How do you embrace the joy of adoption while acknowledging the pain and struggle of loss?

There is a difference between acknowledging the pain and struggle of the loss of the birth family and dwelling in the pain and loss. The loss should be acknowledged and never brushed aside, but the focus  - as with any matter of life -  should live in the joy. In any tragedy, there is always a silver lining that can be found. Fortunately, with adoption – that silver lining usually shines big, bold and bright – making it easy to find the joy to focus on.    


What do you wish you’d known about adoption?

I wish I began intertwining my daughter’s adoption story with our family’s biological story from Day 1 – so that they were not two separate stories but one beautifully intertwined family story.
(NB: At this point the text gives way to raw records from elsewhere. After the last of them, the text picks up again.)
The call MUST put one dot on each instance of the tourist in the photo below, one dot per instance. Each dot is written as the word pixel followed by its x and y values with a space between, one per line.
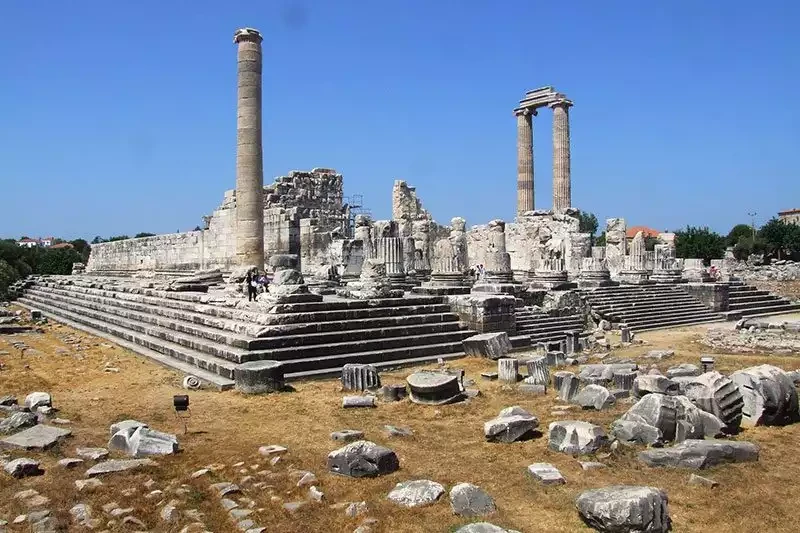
pixel 252 284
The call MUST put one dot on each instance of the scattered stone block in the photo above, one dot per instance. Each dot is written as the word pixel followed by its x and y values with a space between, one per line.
pixel 434 388
pixel 35 400
pixel 488 345
pixel 696 480
pixel 699 454
pixel 39 437
pixel 22 467
pixel 259 377
pixel 470 500
pixel 594 397
pixel 546 474
pixel 416 493
pixel 363 459
pixel 358 401
pixel 576 437
pixel 360 377
pixel 512 424
pixel 769 395
pixel 625 508
pixel 118 465
pixel 17 421
pixel 394 392
pixel 508 370
pixel 653 384
pixel 347 435
pixel 141 441
pixel 93 454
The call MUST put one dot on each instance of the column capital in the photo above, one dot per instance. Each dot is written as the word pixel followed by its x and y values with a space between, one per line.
pixel 525 111
pixel 247 35
pixel 561 102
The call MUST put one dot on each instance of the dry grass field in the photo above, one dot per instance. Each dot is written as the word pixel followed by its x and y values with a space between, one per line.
pixel 447 446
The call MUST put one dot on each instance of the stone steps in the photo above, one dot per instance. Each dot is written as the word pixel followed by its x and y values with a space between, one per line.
pixel 197 333
pixel 649 306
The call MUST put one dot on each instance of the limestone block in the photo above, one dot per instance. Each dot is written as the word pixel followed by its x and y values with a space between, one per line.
pixel 257 377
pixel 488 345
pixel 625 508
pixel 363 459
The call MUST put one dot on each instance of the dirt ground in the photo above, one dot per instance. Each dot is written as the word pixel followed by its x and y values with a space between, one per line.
pixel 447 446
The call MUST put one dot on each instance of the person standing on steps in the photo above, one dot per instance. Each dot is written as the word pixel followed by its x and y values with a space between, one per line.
pixel 252 285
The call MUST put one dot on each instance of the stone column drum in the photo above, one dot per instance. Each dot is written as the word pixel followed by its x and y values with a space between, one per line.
pixel 525 185
pixel 562 187
pixel 249 155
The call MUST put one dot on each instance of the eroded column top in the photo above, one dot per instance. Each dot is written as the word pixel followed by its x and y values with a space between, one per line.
pixel 251 35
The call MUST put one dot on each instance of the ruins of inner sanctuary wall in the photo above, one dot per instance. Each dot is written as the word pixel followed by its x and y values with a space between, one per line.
pixel 300 204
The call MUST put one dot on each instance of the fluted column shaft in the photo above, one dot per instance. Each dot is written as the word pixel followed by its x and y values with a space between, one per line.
pixel 562 186
pixel 249 155
pixel 525 160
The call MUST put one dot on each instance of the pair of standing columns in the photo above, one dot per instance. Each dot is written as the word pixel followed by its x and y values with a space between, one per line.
pixel 562 188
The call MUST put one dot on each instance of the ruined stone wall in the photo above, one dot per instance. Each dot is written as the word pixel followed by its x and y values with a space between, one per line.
pixel 533 236
pixel 288 200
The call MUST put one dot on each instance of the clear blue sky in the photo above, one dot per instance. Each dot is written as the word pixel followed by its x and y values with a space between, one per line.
pixel 119 117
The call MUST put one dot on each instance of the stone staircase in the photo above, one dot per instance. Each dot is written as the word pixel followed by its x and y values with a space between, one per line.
pixel 541 327
pixel 644 307
pixel 750 301
pixel 191 333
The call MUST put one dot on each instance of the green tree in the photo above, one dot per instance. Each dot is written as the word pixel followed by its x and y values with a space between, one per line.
pixel 737 232
pixel 699 243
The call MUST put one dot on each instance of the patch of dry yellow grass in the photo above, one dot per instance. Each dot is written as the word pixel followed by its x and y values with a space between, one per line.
pixel 447 447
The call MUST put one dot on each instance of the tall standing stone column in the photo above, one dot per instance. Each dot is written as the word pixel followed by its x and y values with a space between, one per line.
pixel 562 186
pixel 249 155
pixel 524 160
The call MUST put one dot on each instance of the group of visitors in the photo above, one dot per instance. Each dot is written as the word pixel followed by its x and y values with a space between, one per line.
pixel 256 283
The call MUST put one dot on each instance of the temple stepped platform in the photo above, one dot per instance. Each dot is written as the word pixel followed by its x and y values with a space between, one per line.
pixel 192 333
pixel 543 328
pixel 645 307
pixel 749 301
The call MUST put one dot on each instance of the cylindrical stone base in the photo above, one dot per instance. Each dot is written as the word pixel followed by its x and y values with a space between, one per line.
pixel 508 370
pixel 360 377
pixel 624 380
pixel 538 373
pixel 257 377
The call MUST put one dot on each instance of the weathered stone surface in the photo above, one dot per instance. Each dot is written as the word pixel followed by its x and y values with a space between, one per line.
pixel 363 459
pixel 22 467
pixel 39 437
pixel 632 432
pixel 512 424
pixel 118 465
pixel 620 509
pixel 38 399
pixel 489 345
pixel 546 473
pixel 358 401
pixel 576 437
pixel 434 388
pixel 682 370
pixel 16 422
pixel 416 493
pixel 716 394
pixel 769 395
pixel 142 441
pixel 258 377
pixel 700 454
pixel 360 377
pixel 347 435
pixel 470 500
pixel 594 397
pixel 653 384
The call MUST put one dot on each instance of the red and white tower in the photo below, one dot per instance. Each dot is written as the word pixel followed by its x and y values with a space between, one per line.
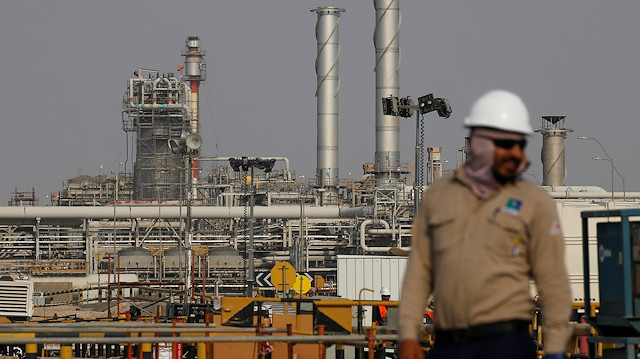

I wish I spent more time learning about her culture and the area where she was adopted from, including simple demographic facts of the area. Fortunately, learning is a life-long process and it is never too late to start something new. 



Shari Leid received her Bachelor of Arts in Psychology from the University of Washington in 1992 and graduated from Seattle University School of Law in 1995. A former litigator, she currently owns and operates An Imperfectly Perfect Life, LLC, a professional life coaching business serving women, helping guide them towards recognizing their power. She married her law school boyfriend, and they are the parents of two grown children. Now in her early 50s, she believes all of her life experiences and challenges were placed in her life to allow her to share what she has learned. She lives in Seattle, Washington. Her debut book, The 50/50 Friendship Flow: Life Lessons From and For My Girlfriends, is available now.